In humans and other animals, chemical metabolism often involves liver enzymes called cytochrome P450s (CYPs). An EURL ECVAM study completed in 2013 assessed the potential for CYP enzyme induction at clinically relevant doses of pharmaceuticals in a human hepatoma cell line (HepaRG®) and cryopreserved human liver cells. This study provides a starting point for the development of novel in vitro platforms to assess chemical and drug metabolism and toxicity, with the ultimate goal of providing a metabolically competent in vitro alternative for long-term toxicity studies.
The EURL ECVAM validation report for this study was submitted to the EURL ECVAM Scientific Advisory Committee for peer review in 2014. A draft test guideline for in vitro measurement of CYP enzyme induction is currently under consideration by the Organisation for Economic Co-operation and Development. EURL ECVAM is currently drafting a background document on integrating this method into regulatory processes.
Evaluation and Validation Study of In Vitro Cytotoxicity Test Methods
In vitro methods that use mammalian cell cultures and various cytotoxicity endpoints, while not currently regarded as suitable replacements for rodent acute oral toxicity tests, are useful for establishing the starting dose for acute oral toxicity tests. ICCVAM recommends, where appropriate, the use of validated in vitro basal cytotoxicity tests in a weight-of-evidence approach for this purpose. Using these in vitro methods can reduce the number of animals required for each toxicity test.
The use of in vitro cytotoxicity test methods to reduce animal use in acute oral systemic toxicity testing was evaluated at a workshop on In Vitro Methods for Assessing Acute Systemic Toxicity (2000). A Guidance Document on Using In Vitro Data to Estimate In Vivo Starting Doses for Acute Toxicity was prepared by ICCVAM with the assistance of the workshop participants.

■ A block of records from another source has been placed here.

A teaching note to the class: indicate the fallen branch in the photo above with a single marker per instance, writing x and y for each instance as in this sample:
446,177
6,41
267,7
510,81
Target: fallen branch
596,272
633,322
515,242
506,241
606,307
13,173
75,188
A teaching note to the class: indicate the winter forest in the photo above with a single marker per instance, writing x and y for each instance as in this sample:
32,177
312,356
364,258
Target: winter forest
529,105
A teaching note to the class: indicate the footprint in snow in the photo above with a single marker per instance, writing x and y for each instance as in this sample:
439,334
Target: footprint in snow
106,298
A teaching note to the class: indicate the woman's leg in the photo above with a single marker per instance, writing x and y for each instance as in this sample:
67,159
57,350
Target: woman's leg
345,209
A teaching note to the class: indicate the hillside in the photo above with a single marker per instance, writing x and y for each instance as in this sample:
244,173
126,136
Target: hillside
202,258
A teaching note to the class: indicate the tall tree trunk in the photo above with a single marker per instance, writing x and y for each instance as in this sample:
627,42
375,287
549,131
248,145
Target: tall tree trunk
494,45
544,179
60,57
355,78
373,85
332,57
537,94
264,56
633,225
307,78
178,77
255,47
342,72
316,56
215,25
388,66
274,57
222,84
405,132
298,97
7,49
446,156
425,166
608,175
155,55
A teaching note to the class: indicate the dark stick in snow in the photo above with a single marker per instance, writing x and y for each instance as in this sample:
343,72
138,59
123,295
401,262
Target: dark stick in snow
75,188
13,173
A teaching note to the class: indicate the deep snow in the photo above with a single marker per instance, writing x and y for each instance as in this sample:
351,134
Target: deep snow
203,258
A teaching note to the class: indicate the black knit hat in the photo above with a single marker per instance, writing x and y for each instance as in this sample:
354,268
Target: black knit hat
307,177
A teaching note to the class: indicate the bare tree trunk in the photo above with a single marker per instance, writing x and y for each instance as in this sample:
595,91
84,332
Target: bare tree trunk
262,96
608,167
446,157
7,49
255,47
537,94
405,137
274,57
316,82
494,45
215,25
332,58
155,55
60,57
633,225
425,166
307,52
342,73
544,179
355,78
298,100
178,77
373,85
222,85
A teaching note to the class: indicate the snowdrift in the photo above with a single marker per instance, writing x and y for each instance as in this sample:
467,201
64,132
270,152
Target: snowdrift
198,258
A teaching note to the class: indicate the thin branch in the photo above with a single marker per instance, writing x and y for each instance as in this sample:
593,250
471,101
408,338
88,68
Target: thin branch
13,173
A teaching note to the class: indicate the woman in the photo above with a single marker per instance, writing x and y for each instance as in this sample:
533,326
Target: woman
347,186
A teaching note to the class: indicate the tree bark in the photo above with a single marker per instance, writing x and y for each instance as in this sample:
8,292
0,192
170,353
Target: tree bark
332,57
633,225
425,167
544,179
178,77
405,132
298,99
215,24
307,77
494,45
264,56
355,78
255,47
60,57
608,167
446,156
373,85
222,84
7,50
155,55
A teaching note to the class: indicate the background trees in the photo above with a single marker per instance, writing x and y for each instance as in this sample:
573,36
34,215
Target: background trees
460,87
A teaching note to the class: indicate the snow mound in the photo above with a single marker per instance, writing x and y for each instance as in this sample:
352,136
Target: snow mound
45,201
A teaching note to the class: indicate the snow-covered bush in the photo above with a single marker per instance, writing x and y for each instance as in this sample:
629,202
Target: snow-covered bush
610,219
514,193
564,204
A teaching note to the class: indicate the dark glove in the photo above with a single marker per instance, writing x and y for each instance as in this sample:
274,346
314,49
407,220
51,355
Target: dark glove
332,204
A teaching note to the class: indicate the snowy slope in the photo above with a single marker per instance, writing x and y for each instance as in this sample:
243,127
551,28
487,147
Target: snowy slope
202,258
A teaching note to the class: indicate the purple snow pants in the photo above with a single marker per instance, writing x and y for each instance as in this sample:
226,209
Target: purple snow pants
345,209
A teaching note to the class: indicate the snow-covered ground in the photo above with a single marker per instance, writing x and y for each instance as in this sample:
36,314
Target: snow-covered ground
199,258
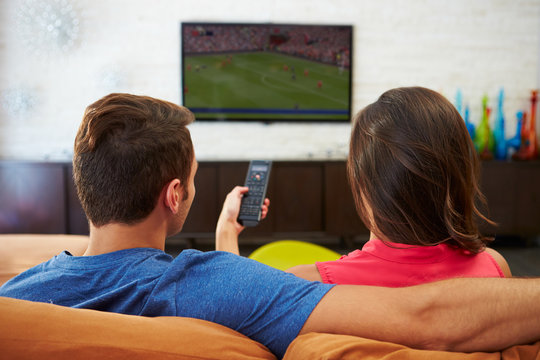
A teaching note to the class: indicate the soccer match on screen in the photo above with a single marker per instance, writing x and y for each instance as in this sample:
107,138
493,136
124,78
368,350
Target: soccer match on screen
267,72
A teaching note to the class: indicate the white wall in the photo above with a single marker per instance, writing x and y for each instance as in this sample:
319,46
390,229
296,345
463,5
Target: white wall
133,46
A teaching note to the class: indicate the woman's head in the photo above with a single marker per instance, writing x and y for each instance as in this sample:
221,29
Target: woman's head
414,171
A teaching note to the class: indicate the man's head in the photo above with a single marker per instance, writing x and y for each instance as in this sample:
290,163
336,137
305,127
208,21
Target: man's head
127,149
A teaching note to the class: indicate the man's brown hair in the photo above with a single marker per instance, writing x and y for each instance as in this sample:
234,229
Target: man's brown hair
127,148
414,171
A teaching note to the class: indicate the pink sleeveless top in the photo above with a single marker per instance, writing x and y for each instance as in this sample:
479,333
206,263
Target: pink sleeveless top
404,265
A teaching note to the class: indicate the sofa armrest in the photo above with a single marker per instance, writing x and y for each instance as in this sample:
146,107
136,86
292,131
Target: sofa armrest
43,331
330,346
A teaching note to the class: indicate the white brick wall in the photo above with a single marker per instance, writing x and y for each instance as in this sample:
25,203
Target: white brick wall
133,46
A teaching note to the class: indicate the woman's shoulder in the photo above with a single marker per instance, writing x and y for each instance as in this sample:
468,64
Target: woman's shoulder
500,260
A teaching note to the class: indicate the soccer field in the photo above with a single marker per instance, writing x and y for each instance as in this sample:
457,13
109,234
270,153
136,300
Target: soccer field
264,85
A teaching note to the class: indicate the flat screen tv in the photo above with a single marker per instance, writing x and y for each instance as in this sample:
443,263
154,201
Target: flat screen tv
266,72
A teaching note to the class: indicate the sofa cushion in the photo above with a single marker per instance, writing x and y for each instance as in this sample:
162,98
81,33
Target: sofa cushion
43,331
329,346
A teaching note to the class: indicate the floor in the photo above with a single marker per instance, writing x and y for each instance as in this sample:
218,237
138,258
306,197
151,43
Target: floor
522,256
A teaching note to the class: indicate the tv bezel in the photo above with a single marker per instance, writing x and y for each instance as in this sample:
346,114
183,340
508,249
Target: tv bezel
256,120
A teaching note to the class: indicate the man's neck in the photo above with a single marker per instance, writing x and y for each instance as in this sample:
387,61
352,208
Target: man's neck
116,236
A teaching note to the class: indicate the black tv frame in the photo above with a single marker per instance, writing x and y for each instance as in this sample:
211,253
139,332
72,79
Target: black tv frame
264,120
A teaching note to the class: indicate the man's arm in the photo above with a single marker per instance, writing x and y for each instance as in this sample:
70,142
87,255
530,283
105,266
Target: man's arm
458,315
228,228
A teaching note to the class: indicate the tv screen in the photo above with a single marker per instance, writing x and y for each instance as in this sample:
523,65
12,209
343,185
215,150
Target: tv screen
266,72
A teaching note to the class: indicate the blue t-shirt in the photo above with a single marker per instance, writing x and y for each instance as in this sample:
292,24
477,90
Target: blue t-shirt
265,304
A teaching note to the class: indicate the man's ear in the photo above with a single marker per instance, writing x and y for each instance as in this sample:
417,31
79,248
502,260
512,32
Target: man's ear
173,195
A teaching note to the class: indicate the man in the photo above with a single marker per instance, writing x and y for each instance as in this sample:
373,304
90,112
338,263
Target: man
134,167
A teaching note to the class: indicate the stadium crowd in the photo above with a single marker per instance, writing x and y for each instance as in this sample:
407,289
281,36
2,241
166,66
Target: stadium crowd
327,44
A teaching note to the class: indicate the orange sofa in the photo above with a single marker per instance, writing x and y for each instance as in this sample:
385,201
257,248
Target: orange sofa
44,331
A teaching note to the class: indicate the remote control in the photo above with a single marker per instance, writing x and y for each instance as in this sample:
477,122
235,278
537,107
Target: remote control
257,182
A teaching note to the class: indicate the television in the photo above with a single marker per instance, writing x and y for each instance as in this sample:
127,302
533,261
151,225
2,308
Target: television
266,72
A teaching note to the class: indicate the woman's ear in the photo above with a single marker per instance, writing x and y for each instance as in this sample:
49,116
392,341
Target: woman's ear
173,191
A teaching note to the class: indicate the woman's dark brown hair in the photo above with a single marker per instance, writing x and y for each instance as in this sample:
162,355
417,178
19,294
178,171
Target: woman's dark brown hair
127,148
414,172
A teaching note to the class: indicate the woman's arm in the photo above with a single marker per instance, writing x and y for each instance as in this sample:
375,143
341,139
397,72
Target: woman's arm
458,315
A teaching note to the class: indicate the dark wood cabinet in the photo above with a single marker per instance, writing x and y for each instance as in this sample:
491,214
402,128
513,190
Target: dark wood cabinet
306,197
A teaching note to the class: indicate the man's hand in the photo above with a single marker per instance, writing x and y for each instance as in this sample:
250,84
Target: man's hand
228,228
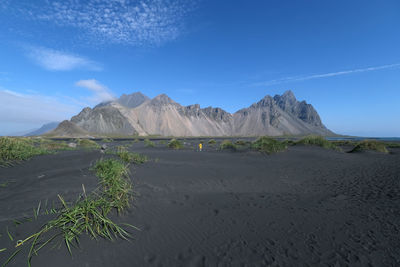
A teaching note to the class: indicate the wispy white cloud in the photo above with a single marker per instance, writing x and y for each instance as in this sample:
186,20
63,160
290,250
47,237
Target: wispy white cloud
100,92
132,22
60,61
324,75
32,109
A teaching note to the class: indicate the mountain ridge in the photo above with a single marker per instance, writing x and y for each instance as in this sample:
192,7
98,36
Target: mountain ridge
136,114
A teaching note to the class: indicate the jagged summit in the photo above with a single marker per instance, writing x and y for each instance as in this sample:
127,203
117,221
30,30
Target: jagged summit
133,100
162,99
138,114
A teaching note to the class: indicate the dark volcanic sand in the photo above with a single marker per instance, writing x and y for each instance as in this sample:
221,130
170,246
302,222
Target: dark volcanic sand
304,207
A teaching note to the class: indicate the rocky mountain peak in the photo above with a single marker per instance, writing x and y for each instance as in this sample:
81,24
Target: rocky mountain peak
162,99
132,100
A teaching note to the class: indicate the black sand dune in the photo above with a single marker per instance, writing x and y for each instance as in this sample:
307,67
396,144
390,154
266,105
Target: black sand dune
304,207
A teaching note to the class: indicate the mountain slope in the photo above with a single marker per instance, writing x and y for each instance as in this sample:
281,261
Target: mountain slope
137,114
44,129
67,129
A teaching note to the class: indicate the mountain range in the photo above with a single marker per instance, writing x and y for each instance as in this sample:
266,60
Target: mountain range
137,114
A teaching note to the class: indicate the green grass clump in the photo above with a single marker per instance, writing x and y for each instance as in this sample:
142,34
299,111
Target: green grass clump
212,142
89,214
130,157
392,145
53,145
370,145
87,143
317,141
16,149
241,143
344,143
114,179
148,143
268,145
289,142
227,144
175,144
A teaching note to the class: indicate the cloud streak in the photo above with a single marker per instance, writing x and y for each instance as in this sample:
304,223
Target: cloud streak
32,109
100,92
54,60
129,22
324,75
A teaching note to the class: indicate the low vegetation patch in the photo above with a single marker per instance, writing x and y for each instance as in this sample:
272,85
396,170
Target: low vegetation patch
53,145
148,143
89,213
212,142
289,142
241,143
16,149
317,141
268,145
130,157
87,143
227,145
371,145
344,143
392,145
175,144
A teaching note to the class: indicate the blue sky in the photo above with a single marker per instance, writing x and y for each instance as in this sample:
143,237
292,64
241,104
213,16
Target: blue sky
343,57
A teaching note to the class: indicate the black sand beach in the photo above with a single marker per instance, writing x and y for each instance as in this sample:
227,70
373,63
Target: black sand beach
307,206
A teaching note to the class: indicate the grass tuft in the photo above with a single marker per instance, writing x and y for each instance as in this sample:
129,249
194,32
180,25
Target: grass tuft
17,149
241,143
212,142
129,157
227,145
175,144
148,143
317,141
371,145
87,143
89,214
268,145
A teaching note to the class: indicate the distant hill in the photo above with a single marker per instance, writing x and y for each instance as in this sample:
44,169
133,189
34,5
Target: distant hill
44,129
138,114
68,129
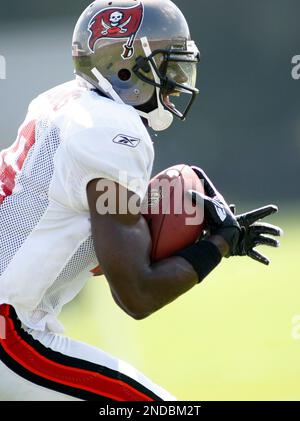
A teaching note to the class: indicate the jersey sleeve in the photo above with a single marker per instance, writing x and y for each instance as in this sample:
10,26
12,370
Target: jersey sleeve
123,156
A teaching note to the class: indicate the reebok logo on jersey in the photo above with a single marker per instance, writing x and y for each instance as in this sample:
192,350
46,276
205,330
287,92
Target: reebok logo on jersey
130,141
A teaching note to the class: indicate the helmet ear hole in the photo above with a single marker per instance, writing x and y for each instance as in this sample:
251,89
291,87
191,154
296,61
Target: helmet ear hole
124,75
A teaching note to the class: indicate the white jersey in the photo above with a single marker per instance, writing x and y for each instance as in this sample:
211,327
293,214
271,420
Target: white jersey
71,135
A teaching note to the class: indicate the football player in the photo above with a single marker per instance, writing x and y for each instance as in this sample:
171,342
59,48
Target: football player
130,57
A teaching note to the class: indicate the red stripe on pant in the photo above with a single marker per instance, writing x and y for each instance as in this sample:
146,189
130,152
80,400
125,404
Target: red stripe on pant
90,381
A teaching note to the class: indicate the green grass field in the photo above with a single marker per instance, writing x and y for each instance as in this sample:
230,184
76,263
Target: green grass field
228,339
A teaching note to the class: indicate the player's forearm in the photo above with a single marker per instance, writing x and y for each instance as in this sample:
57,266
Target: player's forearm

Scientific Workshop on Acute Chemical Safety Testing: Advancing In Vitro Approaches and Humane Endpoints for Systemic Toxicity Evaluations
NICEATM, ICCVAM, and international partners sponsored a workshop to explore alternative methods for acute chemical safety testing. The goals of this 2008 meeting were to:
- Review the state-of-the-science and identify knowledge gaps (at the whole organism, organ system, cellular, and/or molecular levels) relevant to key in vivo pathways involved in acute systemic toxicity
- Recommend how these knowledge gaps can be addressed by collecting mechanistic biomarker data during currently required in vivo safety testing
- Recommend how in vivo key pathway information can be used to develop more predictive mechanism-based in vitro test systems and to identify biomarkers that may serve as earlier, more humane endpoints for in vivo test methods
- Recommend how mechanism-based in vitro test systems and earlier, more humane endpoints can be used to further reduce, refine, and eventually replace animal use for acute systemic toxicity testing while ensuring the protection of human and animal health
The oral up-and-down procedure (UDP) is an alternative to the traditional LD50 test that reduces animal use. A peer review panel sponsored by NICEATM and ICCVAM met in 2000 and 2001 to evaluate the revised oral UDP and develop recommendations for use. U.S. regulatory agencies adopted the ICCVAM recommendations on the revised oral UDP in 2003 and now accept oral UDP methods issued by the Organisation for Economic Co-operation and Development and EPA, which replaced the conventional acute oral systemic toxicity test method.